Nel Seicento, la Vara è
alta palmi 54 (metri 11,80 circa) e animata da 150 personaggi, fra angeli,
il Cristo e l’Alma Maria,
tutti viventi. Placido Samperi, nel 1644, ne fornisce la più
completa e accurata descrizione, riportando il dialogo che si svolgeva, ad
intervalli, fra Cristo e l’Anima della Madre: Si fa fermare di tanto in tanto, al suon di Pifferi, e di Trombe,
innanzi a’ Palazzi de’ Signori per dove passa, e ne’
luoghi, dove le strade principali s’attraversano, e nel fermarsi
colui, che su la cima rappresenta il Christo, con voce alta in cotal guisa
all’Anima della Madre ragiona….
Il 14 agosto 1681, nella via
dell’Uccellatore (l’attuale corso Cavour), un grave incidente
non causò, prodigiosamente, vittime umane. L’episodio si
verificò in prossimità della chiesa dell’Annunziata dei
Teatini (odierna chiesa di S. Antonio Abate) quando per la rottura della
parte terminale della Vara, sei personaggi precipitarono rovinosamente.

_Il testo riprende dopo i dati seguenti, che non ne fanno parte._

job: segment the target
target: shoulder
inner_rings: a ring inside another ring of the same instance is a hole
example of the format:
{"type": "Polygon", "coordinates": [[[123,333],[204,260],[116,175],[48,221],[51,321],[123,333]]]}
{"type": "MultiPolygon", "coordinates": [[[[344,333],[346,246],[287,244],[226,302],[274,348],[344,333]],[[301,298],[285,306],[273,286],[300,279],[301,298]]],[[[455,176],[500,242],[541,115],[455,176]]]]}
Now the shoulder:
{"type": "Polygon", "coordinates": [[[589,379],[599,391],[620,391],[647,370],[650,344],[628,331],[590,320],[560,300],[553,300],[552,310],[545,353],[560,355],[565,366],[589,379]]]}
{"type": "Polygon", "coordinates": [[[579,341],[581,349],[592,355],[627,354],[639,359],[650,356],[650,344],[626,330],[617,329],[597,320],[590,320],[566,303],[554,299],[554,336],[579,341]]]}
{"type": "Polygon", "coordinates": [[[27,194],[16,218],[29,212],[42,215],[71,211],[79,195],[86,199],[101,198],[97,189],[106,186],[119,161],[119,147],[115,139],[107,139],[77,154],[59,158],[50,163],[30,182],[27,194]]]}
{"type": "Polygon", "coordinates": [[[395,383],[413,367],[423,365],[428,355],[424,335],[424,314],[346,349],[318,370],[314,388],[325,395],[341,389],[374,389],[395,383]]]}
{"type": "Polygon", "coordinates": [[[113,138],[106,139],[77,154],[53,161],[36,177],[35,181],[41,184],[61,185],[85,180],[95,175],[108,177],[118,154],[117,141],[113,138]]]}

Scrisse, in proposito, un anonimo testimone oculare: Corsero allora li maestri assistenti della Bara e molte altre
persone per aiutare detti fanciulli, e quando ogn’uno si credea di
retrovarli estinti ed in pezzi infranti, l’ammirarono tutti sani e
salvi, senza veruna e neppure minima offesa, come se ivi da mano invisibile
aggiatamente fossero stati riposti.
In questo secolo, la Vara fu
particolarmente ammirata dal Vicerè Duca d’Osseda nel 1695 e
da Pietro Emanuele Colon duca di Veraguas, Vicerè di Sicilia, nel
1698.
Nel 1701 toccò al
Vicerè don Giovanni Emanuele Fernandez Pacheco, marchese di Villena
e duca di Ascalona, assistere alla processione della Vara affacciato alla
finestra del convento annesso alla chiesa della SS. Annunziata dei Padri
Teatini. Dal 1720, invece del 14 agosto, la processione venne spostata al
15, data che si è mantenuta fino ai nostri giorni.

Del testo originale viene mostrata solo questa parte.